When I first moved to the Bay Area, I decided to make a list of all the things that were important to me in deciding whether to date someone.
The list was simple:
- He had to have been married
- He had to be single for two years minimum
- He had to have no children of age to be living at home
- He had to have no usage of drugs
- He had to be a smoker
I had dated a few men in my twenties who had never been married and they were one of two categories: 1) they were afraid of commitment 2) they were not good relationship mater because the were too independent. I was tired of training men how to be in a relationship only to have them move on to the next relationship and end up married.

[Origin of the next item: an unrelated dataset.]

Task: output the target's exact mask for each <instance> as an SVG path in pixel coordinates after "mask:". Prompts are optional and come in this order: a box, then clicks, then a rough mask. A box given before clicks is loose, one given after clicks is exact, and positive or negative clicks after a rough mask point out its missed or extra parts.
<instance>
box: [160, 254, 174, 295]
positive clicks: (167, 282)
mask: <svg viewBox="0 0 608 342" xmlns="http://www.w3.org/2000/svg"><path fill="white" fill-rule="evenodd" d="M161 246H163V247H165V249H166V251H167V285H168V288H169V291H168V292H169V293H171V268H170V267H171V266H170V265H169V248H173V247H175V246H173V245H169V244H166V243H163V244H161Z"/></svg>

If he had divorced less than two years, it was more likely he was still harboring ill will towards his ex-wife and I was not interested in listening to rantings about how poorly they faired in the divorce.
I had having my weekend plans canceled because of men’s children needing their attention. I agree the children should be their priority, just not mine.
I was exposed to my ex-husband’s abuse of marijuana and who knows what else, so I have no tolerance to drugs of any kind. They are a waste of time and energy and more than anything, the steal the life from those how use and all who are involved in their lives.
And as ridiculous as it was, I smoked two packs a day and I didn’t not take kindly to someone nagging me about quitting.
I could run through my list in less than 60 seconds. I knew right away whether it would be worth my time to pursue a conversation any longer than that.
Although that might seem judgmental, but why should I waste his time or mine when I knew what would work for me.